Back to the data, imagine you have a set of documents, each of which is a labeled example. And instead of transferring the entire set of word vectors to the convolutional neural network for each sample, as in the previous chapter (Figure 8.7), we transfer the sample data to the RNN, one token at a time (Figure 8.8).



image


We pass in a vector of words for the first token and get the output of our recurrent neural network. Then we transfer the second token, and with it the output signal from the first! After that, we transfer the third token along with the output signal from the second! Etc. Now in our neural network there are concepts of "before" and "after", cause and effect, some, albeit vague, notion of time (see Fig. 8.8).



image


Now our network is already remembering something! Well, to a certain extent. There are still a few things left to figure out. First, how can back propagation of an error occur in such a structure?



8.1.1. Back propagation of an error in time



All of the networks discussed above have had the target label (target variable), and RNN is no exception. But we do not have the concept of a label for each token, and there is only one label for all tokens of each of the sample text. We only have labels for sample documents.



We are talking about tokens as input to the network at each time step, but recurrent neural networks can also work with any time series data. Tokens can be any, discrete or continuous: weather station readings, notes, symbols in a sentence, etc.


Here we first compare the output of the network at the last time step with the cue. This is what we will (for now) call an error, namely, our network is trying to minimize it. But there is a slight difference from the previous chapters. A given sample of data is split into smaller pieces that are fed into the neural network sequentially. However, instead of directly using the output for each of these sub-examples, we send it back to the network.



So far, we are only interested in the final output signal. Each of the tokens in the sequence is fed into the network, and losses are calculated based on the output of the last time step (token) (Figure 8.9).



image


It is necessary to determine, if there is an error for a given example, which weights to update and how much. In Chapter 5, we showed you how to backpropagate an error over a normal network. And we know that the amount of weight correction depends on its (this weight) contribution to the error. We can feed a token from a sample sequence to the input of the network, calculating the error for the previous time step based on its output signal. This is where the idea of ​​backpropagating an error in time seems to confuse everything.



However, one can simply think of it as a time-bound process. At each time step, tokens, starting from the first at t = 0, are fed one at a time to the input of the hidden neuron located in front - the next column in Fig. 8.9. At the same time, the network expands, revealing the next column of the network, already ready to receive the next token in the sequence. Latent neurons unfold one at a time, like a music box or a mechanical piano. In the end, when all the elements of the examples are fed into the network, there will be nothing more to deploy and we will get a final label for the target variable of interest to us, which can be used to calculate the error and adjust the weights. We've just gone all the way down the compute graph for this unrolled net.

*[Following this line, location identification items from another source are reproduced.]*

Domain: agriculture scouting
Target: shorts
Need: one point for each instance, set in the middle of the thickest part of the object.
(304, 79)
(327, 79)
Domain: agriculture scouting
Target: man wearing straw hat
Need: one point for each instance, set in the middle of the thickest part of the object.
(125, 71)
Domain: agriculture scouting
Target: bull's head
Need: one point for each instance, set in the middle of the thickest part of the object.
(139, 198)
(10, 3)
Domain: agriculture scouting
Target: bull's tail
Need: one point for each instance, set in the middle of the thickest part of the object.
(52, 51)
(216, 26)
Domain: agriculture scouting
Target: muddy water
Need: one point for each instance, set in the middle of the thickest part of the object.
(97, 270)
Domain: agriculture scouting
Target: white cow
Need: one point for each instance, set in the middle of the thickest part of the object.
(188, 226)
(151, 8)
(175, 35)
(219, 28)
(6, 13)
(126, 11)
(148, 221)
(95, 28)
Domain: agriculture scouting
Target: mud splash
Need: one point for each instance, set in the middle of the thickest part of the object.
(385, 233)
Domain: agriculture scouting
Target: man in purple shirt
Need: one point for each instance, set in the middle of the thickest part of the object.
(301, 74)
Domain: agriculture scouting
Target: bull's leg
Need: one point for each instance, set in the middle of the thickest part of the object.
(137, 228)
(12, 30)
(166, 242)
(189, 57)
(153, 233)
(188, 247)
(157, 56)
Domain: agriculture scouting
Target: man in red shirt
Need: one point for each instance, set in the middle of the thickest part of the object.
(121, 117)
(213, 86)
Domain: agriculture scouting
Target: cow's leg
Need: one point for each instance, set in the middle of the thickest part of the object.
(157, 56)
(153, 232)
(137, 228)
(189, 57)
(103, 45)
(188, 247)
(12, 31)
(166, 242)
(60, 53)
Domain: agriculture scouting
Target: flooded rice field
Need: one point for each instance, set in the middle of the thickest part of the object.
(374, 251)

For now, we consider the input data to be generally static. You can trace through the entire graph which input signal enters which neuron. And since we know how which neuron works, we can propagate the error back along the chain, along the same path, just like in the case of a conventional feedforward neural network.

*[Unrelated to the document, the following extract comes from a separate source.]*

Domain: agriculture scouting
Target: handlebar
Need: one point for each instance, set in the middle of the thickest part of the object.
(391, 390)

To propagate the error back to the previous layer, we will use the chain rule. Instead of the previous layer, we will propagate the error to the same layer in the past, as if all the deployed network variants were different (Figure 8.10). This does not change the calculation mathematics.



image


The error propagates back from the last step. The gradient of an earlier time step relative to a newer one is calculated. After calculating all individual token-based gradients up to step t = 0 for this example, the changes are aggregated and applied to one set of weights.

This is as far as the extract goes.